Visualising using Interactive Graph

We will now analyse the data using interactive graphs such as parallel set plot. We will leverage on the parset library to provide interactive function. The interesting feature about the parset function is that it allows the user to dynamically shift the levels of the attributes (top-bottom and left-right), providing the user a more interactive visualisation of the data set.

active_participants_parset <- active_participants_grouped %>%
  select (`Household Size`, `Have Kids`, `Education Level`, `Interest Group`, Income_group, Joviality_group)

parset(active_participants_parset)

Visualising using Statistical Graph

From the Parset plot, we identify a few probable relationship such as Education Level to Income Level etc. We will now use statistical plot to verify our claim. The ggstatsplot library provides a suite of statistical plot to allow user to choose the plot based on its data set. For this study, since our attributes are in categorical form, I will leverage on the ggbarstats.

Insights

Pearson’s \(x^2\)-test of independence revealed that, across 880 participants,there was a significant association between Income Level, Education Level and Joviality Level. (p-value below alpha value of 0.05). The Bayes Factor for the left analysis revealed that the data were \(8e^{66}\) times more probable under the alternative hypothesis as compared to the null hypothesis. This can be considered extreme evidence (Sandra Andraszewicz, 2015) in favor of the alternative hypothesis. The Bayes Factor for the right analysis revealed that the data were 23968348874 times more probable under the alternative hypothesis as compared to the null hypothesis. This can also be considered extreme evidence in favor of the alternative hypothesis.

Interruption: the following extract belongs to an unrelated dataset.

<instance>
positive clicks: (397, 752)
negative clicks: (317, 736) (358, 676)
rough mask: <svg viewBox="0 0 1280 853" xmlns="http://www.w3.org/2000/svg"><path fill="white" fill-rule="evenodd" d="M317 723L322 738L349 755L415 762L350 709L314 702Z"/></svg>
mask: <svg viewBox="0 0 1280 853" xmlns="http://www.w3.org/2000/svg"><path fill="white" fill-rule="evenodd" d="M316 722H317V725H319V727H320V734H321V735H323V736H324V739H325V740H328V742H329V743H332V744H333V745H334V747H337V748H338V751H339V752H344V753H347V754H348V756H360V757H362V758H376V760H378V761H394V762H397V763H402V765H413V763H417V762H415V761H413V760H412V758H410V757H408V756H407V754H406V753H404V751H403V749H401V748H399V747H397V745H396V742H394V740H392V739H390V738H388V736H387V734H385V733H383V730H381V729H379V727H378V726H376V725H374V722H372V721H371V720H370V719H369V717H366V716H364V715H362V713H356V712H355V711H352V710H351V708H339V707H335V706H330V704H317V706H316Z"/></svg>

active_participants_parset$Income_group <- factor(active_participants_parset$Income_group, levels = c(
  "Low Income", "Mid-Low Income", "Mid-High Income", "High Income"), ordered = TRUE) #create factor data object to segment the Education Level by levels.

income <- ggbarstats(
  data = active_participants_parset,
  x = `Education Level`,
  y = Income_group,
  type = "np",
  xlab = "Income Group"
)

joy <- ggbarstats(
  data = active_participants_parset,
  x = Joviality_group,
  y = Income_group,
  type = "np",
  xlab = "Income Group"
)


income + joy

Conclusion

It is important for data analyst to understand the importance of static and interactive graphs, how we should leverage these tools to provide appropriate data visualisation and subsequently use statistical graphs to draw statistical conclusion to support the hypothesis.